The researchers aimed to assess the prevalence of cannabis use in the past year and in life, frequent use, and cannabis use disorder among veterans; related demographics, drug use disorders, and psychiatric disorders affecting these outcomes; and the role that government medical marijuana laws can play in differences in cannabis use and the prevalence of use disorders. They analyzed the data from 3,119 U.S. veterans who responded to the National Epidemiological Survey on Alcohol and Related Conditions-III from 2012 to 2013. Browne and colleagues calculated weighted prevalence estimates. In addition, they used logistic regression analysis to test correlations between non-medical cannabis use and cannabis use disorder with demographic and clinical factors, and assessed whether prevalence differed based on state legalization status.

The results showed prevalence estimates for cannabis use over the past year and cannabis use disorders of 7.3% and 1.8%, and corresponding lifetime prevalence estimates of 32.5% and 5.7%. Non-medical cannabis users had prevalence estimates for the prevalence of cannabis use disorders of 24.4% and 17.4%, respectively, in the past year and during their lifetime. Younger age, male sex, being unmarried, lower income, and residing in a state with medical marijuana laws served as socio-demographic correlates of non-medical cannabis use and use disorder. Browne and colleagues found a link between non-medical cannabis use and most of the psychiatric and substance use disorders studied.

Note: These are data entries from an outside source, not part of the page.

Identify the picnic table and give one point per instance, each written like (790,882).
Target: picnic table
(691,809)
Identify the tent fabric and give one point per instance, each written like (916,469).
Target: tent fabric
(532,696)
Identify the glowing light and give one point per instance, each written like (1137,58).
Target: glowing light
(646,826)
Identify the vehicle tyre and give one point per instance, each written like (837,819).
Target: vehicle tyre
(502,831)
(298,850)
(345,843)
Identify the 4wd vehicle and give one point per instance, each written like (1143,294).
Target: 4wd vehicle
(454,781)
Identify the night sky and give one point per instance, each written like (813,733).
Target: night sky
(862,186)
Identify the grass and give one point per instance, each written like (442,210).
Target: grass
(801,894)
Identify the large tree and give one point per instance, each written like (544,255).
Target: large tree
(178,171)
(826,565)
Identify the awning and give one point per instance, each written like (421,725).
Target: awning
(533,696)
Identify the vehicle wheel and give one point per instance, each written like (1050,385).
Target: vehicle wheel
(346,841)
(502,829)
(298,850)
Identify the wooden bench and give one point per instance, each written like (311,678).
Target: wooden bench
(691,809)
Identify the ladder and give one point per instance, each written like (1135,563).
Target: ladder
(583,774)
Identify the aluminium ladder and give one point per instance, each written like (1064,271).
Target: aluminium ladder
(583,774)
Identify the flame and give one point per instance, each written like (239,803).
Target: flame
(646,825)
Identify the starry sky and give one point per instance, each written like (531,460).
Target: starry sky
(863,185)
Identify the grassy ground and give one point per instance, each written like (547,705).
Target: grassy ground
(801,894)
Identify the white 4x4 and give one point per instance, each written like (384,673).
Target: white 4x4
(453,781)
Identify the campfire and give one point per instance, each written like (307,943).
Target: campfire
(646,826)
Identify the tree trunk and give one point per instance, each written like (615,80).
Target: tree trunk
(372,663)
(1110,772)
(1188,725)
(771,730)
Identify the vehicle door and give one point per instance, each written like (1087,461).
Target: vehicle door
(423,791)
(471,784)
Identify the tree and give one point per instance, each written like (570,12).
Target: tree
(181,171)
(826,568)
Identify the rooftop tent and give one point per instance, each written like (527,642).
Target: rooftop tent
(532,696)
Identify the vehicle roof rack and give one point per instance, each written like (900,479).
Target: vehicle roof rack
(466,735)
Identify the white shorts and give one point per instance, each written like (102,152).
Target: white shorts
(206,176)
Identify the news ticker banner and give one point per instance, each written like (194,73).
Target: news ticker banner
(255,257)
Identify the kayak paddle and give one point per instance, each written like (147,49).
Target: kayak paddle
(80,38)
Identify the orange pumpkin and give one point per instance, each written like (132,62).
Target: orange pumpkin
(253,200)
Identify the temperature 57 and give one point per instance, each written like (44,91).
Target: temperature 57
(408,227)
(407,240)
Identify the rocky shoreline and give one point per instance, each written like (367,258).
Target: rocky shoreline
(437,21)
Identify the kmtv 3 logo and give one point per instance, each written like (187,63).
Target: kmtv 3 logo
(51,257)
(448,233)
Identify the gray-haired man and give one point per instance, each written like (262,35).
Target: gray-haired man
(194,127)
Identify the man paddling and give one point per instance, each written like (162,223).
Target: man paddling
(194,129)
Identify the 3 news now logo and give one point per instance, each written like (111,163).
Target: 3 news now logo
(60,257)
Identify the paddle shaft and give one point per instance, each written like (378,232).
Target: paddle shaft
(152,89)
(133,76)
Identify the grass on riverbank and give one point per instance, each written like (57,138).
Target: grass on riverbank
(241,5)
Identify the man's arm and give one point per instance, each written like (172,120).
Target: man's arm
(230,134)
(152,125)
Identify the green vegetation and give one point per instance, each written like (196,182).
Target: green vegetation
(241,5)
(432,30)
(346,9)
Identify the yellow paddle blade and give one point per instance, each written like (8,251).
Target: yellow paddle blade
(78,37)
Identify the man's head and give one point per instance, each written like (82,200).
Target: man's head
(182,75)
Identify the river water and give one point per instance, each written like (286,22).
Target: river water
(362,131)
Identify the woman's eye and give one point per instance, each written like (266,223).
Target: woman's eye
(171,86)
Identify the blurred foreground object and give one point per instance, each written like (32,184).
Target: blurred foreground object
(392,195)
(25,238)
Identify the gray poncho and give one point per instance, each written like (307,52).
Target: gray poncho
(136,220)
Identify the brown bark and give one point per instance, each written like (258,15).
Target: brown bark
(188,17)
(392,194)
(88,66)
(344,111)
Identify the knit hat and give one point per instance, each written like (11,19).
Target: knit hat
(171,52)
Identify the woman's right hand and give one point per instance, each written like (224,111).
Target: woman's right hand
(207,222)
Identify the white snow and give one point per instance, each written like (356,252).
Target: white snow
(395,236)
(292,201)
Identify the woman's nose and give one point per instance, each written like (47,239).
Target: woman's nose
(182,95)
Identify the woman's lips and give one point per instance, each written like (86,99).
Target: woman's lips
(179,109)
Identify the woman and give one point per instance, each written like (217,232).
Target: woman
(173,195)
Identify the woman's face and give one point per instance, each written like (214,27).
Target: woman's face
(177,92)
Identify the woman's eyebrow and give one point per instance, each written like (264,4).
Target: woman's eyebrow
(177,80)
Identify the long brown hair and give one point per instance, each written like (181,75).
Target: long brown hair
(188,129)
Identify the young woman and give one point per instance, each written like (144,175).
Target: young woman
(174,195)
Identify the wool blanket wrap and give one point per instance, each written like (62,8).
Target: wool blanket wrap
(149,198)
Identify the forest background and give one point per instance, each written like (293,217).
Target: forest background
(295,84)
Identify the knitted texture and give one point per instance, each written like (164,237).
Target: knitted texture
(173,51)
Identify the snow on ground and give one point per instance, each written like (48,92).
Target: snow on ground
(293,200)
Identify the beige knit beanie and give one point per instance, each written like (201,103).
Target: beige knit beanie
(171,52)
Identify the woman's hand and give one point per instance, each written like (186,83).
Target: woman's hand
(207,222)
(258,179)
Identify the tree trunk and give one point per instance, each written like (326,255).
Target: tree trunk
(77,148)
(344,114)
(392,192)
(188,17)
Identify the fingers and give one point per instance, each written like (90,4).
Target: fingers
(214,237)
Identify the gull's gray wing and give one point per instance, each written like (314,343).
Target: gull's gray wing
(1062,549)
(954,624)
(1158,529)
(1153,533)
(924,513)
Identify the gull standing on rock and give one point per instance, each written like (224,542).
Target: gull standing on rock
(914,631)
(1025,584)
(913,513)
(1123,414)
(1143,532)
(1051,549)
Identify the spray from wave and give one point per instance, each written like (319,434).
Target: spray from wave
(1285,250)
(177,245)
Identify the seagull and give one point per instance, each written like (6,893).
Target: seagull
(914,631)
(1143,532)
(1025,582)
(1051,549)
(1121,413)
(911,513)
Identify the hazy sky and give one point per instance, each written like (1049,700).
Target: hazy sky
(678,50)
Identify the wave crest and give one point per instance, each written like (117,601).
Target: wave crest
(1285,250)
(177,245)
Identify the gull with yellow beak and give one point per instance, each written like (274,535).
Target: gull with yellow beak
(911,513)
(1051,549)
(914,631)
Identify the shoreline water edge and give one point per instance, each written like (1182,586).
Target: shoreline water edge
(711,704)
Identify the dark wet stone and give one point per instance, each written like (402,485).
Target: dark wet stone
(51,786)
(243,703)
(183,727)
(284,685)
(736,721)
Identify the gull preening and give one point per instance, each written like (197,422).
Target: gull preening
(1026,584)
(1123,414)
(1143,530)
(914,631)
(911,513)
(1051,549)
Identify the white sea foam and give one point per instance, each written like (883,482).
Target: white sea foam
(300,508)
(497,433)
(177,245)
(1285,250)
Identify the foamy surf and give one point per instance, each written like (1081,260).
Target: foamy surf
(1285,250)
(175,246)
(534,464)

“Such results underscore the importance of ongoing research examining the impact of changing marijuana laws on our country’s veterans,” the researchers wrote. “These findings are also important in communicating to policy makers, health professionals who may need to consider cannabis screening and intervention services when caring for veterans, and veterans themselves so that they are well informed about the potential risks and benefits of cannabis use are .”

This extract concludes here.